Billboard published its first popular albums chart, at the time known as Best-Selling Popular Record Albums, in 1945. The chart was first published in the magazine dated March 24 and included ten positions, "based on reports received from more than 200 dealers" throughout the United States. In the 40 weeks that followed, eight albums by five different artists reached the top. (Note: Excluding the casts of Song of Norway and Carousel.)
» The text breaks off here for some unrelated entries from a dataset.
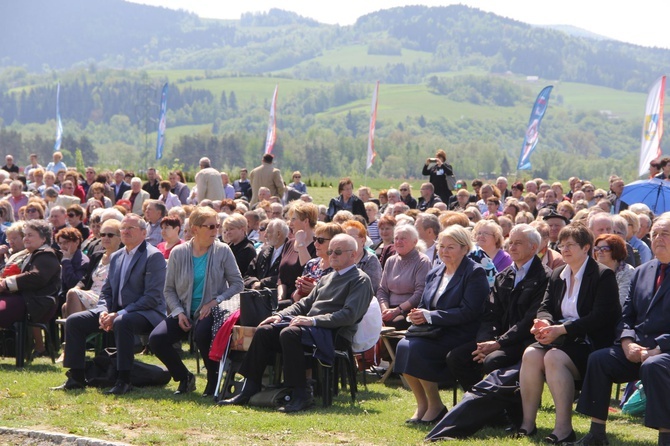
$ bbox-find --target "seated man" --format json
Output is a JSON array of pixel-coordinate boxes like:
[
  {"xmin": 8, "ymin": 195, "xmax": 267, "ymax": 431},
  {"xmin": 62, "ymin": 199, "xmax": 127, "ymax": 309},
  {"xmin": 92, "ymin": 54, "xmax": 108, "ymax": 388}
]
[
  {"xmin": 219, "ymin": 234, "xmax": 373, "ymax": 413},
  {"xmin": 575, "ymin": 216, "xmax": 670, "ymax": 446},
  {"xmin": 54, "ymin": 214, "xmax": 166, "ymax": 395},
  {"xmin": 447, "ymin": 224, "xmax": 551, "ymax": 391}
]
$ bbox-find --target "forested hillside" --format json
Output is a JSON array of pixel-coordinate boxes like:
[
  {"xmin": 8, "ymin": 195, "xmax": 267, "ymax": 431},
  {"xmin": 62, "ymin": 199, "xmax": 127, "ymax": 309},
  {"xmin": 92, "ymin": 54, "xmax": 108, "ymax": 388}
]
[{"xmin": 0, "ymin": 0, "xmax": 670, "ymax": 183}]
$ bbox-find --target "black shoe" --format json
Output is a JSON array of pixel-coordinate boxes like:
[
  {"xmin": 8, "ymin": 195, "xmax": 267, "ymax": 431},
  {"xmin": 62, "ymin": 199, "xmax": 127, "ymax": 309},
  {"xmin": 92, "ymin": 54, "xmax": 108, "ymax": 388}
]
[
  {"xmin": 105, "ymin": 381, "xmax": 133, "ymax": 395},
  {"xmin": 174, "ymin": 373, "xmax": 195, "ymax": 395},
  {"xmin": 277, "ymin": 397, "xmax": 314, "ymax": 413},
  {"xmin": 544, "ymin": 430, "xmax": 577, "ymax": 444},
  {"xmin": 421, "ymin": 406, "xmax": 449, "ymax": 425},
  {"xmin": 572, "ymin": 432, "xmax": 610, "ymax": 446},
  {"xmin": 512, "ymin": 426, "xmax": 537, "ymax": 438},
  {"xmin": 51, "ymin": 378, "xmax": 86, "ymax": 390},
  {"xmin": 216, "ymin": 392, "xmax": 253, "ymax": 406},
  {"xmin": 202, "ymin": 379, "xmax": 216, "ymax": 398}
]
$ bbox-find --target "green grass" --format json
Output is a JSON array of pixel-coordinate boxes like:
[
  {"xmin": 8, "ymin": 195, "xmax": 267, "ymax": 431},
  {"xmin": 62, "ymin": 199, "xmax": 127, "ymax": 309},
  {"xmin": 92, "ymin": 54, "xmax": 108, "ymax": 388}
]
[{"xmin": 0, "ymin": 356, "xmax": 656, "ymax": 446}]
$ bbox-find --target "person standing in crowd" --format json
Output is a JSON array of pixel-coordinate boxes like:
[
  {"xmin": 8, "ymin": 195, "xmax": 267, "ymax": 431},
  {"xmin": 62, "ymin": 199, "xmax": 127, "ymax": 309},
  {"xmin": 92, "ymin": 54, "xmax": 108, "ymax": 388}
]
[
  {"xmin": 422, "ymin": 150, "xmax": 454, "ymax": 203},
  {"xmin": 249, "ymin": 153, "xmax": 285, "ymax": 206}
]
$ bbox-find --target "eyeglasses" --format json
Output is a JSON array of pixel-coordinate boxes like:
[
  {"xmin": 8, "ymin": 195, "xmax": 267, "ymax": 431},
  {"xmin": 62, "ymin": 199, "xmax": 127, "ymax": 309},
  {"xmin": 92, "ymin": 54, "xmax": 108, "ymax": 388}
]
[
  {"xmin": 326, "ymin": 249, "xmax": 353, "ymax": 256},
  {"xmin": 593, "ymin": 246, "xmax": 612, "ymax": 252}
]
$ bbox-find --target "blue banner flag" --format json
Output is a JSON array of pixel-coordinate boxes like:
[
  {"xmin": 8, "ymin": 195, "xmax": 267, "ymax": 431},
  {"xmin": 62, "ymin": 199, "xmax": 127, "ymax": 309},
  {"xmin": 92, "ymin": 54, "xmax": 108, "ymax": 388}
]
[
  {"xmin": 54, "ymin": 82, "xmax": 63, "ymax": 152},
  {"xmin": 156, "ymin": 82, "xmax": 168, "ymax": 160},
  {"xmin": 516, "ymin": 85, "xmax": 554, "ymax": 170}
]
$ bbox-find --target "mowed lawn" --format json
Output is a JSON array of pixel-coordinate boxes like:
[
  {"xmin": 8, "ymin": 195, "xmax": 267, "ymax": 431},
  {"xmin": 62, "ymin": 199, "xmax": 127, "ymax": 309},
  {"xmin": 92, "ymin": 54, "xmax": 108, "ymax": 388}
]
[{"xmin": 0, "ymin": 346, "xmax": 656, "ymax": 446}]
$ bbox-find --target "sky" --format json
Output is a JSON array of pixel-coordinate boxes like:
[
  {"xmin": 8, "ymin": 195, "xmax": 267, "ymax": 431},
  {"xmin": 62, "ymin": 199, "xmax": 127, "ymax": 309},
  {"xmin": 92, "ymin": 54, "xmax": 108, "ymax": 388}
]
[{"xmin": 129, "ymin": 0, "xmax": 670, "ymax": 48}]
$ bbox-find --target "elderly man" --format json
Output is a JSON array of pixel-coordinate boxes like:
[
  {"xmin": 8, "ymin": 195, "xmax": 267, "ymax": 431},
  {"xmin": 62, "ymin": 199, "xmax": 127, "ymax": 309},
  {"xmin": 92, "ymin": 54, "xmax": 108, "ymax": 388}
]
[
  {"xmin": 144, "ymin": 200, "xmax": 167, "ymax": 246},
  {"xmin": 249, "ymin": 153, "xmax": 286, "ymax": 205},
  {"xmin": 576, "ymin": 216, "xmax": 670, "ymax": 446},
  {"xmin": 123, "ymin": 177, "xmax": 150, "ymax": 216},
  {"xmin": 447, "ymin": 224, "xmax": 551, "ymax": 391},
  {"xmin": 416, "ymin": 183, "xmax": 442, "ymax": 212},
  {"xmin": 112, "ymin": 169, "xmax": 129, "ymax": 203},
  {"xmin": 195, "ymin": 157, "xmax": 226, "ymax": 203},
  {"xmin": 142, "ymin": 167, "xmax": 161, "ymax": 200},
  {"xmin": 55, "ymin": 214, "xmax": 166, "ymax": 395},
  {"xmin": 220, "ymin": 234, "xmax": 373, "ymax": 413}
]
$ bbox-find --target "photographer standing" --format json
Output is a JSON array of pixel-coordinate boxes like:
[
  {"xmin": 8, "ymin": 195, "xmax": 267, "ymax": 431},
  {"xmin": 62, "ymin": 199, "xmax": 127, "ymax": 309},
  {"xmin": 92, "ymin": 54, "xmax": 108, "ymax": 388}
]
[{"xmin": 422, "ymin": 149, "xmax": 454, "ymax": 203}]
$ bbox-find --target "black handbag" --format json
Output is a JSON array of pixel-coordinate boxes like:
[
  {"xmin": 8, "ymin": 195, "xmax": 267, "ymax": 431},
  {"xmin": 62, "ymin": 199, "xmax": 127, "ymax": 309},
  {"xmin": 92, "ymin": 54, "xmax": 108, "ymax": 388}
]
[
  {"xmin": 238, "ymin": 288, "xmax": 277, "ymax": 327},
  {"xmin": 405, "ymin": 324, "xmax": 442, "ymax": 339}
]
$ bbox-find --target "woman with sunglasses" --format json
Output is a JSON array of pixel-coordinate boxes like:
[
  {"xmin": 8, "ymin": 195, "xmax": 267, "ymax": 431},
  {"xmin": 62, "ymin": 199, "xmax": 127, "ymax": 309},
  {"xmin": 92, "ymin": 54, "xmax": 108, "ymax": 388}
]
[
  {"xmin": 291, "ymin": 223, "xmax": 344, "ymax": 302},
  {"xmin": 593, "ymin": 234, "xmax": 635, "ymax": 307},
  {"xmin": 149, "ymin": 207, "xmax": 244, "ymax": 397},
  {"xmin": 62, "ymin": 219, "xmax": 121, "ymax": 318}
]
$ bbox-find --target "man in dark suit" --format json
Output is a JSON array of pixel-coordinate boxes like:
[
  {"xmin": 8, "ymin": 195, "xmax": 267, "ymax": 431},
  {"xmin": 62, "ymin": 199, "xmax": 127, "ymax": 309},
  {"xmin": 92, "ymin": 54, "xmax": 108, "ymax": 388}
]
[
  {"xmin": 219, "ymin": 234, "xmax": 373, "ymax": 413},
  {"xmin": 55, "ymin": 214, "xmax": 166, "ymax": 395},
  {"xmin": 447, "ymin": 224, "xmax": 551, "ymax": 391},
  {"xmin": 576, "ymin": 217, "xmax": 670, "ymax": 446},
  {"xmin": 112, "ymin": 169, "xmax": 130, "ymax": 203}
]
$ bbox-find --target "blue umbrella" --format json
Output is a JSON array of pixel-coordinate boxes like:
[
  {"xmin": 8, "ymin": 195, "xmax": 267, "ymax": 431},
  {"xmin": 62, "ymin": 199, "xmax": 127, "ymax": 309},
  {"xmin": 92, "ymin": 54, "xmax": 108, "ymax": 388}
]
[{"xmin": 621, "ymin": 178, "xmax": 670, "ymax": 215}]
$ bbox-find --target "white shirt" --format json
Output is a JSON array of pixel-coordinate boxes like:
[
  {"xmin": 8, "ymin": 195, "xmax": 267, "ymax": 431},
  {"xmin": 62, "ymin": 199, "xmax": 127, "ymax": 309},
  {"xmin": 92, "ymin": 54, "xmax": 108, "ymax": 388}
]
[{"xmin": 560, "ymin": 257, "xmax": 589, "ymax": 321}]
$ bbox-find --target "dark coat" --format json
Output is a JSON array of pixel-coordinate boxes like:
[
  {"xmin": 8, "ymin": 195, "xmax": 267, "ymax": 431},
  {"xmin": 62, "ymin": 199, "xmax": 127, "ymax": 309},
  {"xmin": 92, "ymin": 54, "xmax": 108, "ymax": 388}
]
[
  {"xmin": 15, "ymin": 246, "xmax": 62, "ymax": 322},
  {"xmin": 537, "ymin": 257, "xmax": 621, "ymax": 350},
  {"xmin": 477, "ymin": 256, "xmax": 551, "ymax": 347}
]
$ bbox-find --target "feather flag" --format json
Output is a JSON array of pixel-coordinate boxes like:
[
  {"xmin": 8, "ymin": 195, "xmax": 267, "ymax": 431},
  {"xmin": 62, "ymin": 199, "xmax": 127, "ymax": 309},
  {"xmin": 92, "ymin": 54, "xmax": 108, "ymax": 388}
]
[
  {"xmin": 54, "ymin": 82, "xmax": 63, "ymax": 152},
  {"xmin": 365, "ymin": 81, "xmax": 379, "ymax": 170},
  {"xmin": 156, "ymin": 82, "xmax": 168, "ymax": 160},
  {"xmin": 516, "ymin": 85, "xmax": 554, "ymax": 170},
  {"xmin": 638, "ymin": 76, "xmax": 665, "ymax": 176},
  {"xmin": 265, "ymin": 84, "xmax": 279, "ymax": 153}
]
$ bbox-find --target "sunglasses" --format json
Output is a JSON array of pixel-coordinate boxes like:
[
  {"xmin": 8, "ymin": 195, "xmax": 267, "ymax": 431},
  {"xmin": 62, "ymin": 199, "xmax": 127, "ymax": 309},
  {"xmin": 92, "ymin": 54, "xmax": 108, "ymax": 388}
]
[{"xmin": 326, "ymin": 249, "xmax": 353, "ymax": 256}]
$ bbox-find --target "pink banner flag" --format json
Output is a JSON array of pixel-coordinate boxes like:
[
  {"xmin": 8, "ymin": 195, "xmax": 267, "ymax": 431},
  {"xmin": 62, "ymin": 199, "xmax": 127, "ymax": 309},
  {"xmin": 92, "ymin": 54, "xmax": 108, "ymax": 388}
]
[
  {"xmin": 365, "ymin": 81, "xmax": 379, "ymax": 170},
  {"xmin": 638, "ymin": 76, "xmax": 665, "ymax": 176},
  {"xmin": 265, "ymin": 84, "xmax": 279, "ymax": 153}
]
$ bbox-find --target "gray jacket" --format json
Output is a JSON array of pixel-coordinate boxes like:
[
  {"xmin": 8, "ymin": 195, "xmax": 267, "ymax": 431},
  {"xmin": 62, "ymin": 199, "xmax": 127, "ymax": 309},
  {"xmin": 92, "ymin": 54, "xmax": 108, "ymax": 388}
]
[{"xmin": 163, "ymin": 240, "xmax": 244, "ymax": 319}]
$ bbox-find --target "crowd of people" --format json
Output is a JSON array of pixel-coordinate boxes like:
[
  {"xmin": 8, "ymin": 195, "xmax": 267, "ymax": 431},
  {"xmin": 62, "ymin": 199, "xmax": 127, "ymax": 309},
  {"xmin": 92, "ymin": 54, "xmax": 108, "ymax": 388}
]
[{"xmin": 0, "ymin": 150, "xmax": 670, "ymax": 445}]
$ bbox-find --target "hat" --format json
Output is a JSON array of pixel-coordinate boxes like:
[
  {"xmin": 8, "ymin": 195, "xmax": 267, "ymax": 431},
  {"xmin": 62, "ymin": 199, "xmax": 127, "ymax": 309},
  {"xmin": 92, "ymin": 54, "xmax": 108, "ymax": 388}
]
[{"xmin": 542, "ymin": 209, "xmax": 570, "ymax": 225}]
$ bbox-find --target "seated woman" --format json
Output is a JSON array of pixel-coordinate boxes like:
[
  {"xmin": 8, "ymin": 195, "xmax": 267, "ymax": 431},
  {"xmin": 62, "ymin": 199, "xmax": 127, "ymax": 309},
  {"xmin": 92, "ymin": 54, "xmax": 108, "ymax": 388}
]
[
  {"xmin": 277, "ymin": 201, "xmax": 318, "ymax": 308},
  {"xmin": 593, "ymin": 234, "xmax": 635, "ymax": 308},
  {"xmin": 149, "ymin": 207, "xmax": 244, "ymax": 396},
  {"xmin": 291, "ymin": 223, "xmax": 344, "ymax": 302},
  {"xmin": 221, "ymin": 214, "xmax": 256, "ymax": 276},
  {"xmin": 61, "ymin": 219, "xmax": 121, "ymax": 318},
  {"xmin": 342, "ymin": 220, "xmax": 382, "ymax": 296},
  {"xmin": 377, "ymin": 225, "xmax": 430, "ymax": 330},
  {"xmin": 56, "ymin": 228, "xmax": 89, "ymax": 302},
  {"xmin": 394, "ymin": 225, "xmax": 489, "ymax": 424},
  {"xmin": 0, "ymin": 220, "xmax": 61, "ymax": 353},
  {"xmin": 517, "ymin": 225, "xmax": 621, "ymax": 444},
  {"xmin": 244, "ymin": 218, "xmax": 288, "ymax": 290},
  {"xmin": 156, "ymin": 217, "xmax": 184, "ymax": 260},
  {"xmin": 472, "ymin": 220, "xmax": 512, "ymax": 271}
]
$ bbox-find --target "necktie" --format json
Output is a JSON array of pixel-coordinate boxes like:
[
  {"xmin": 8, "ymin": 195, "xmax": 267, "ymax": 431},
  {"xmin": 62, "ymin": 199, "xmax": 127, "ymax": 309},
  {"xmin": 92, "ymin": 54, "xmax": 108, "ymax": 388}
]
[{"xmin": 654, "ymin": 263, "xmax": 668, "ymax": 292}]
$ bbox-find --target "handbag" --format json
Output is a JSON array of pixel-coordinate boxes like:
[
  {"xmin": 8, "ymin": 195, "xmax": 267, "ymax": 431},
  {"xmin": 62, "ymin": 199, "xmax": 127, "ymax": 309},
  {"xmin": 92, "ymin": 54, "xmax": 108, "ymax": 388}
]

The first number-one album on the chart was the King Cole Trio's self-titled debut released by Capitol. It topped the charts for three weeks until it was replaced by the soundtrack of Song of Norway, an operetta, written by Robert Wright and George Forrest. The soundtrack reached number one for one more week in May. Glenn Miller, a compilation album recorded by Glenn Miller and His Orchestra released posthumously by Victor, topped the charts for two weeks in May and later in summer for an additional six weeks. The album was certified gold 23 years after its release by the Recording Industry Association of America (RIAA) for shipments of 500,000 or more units.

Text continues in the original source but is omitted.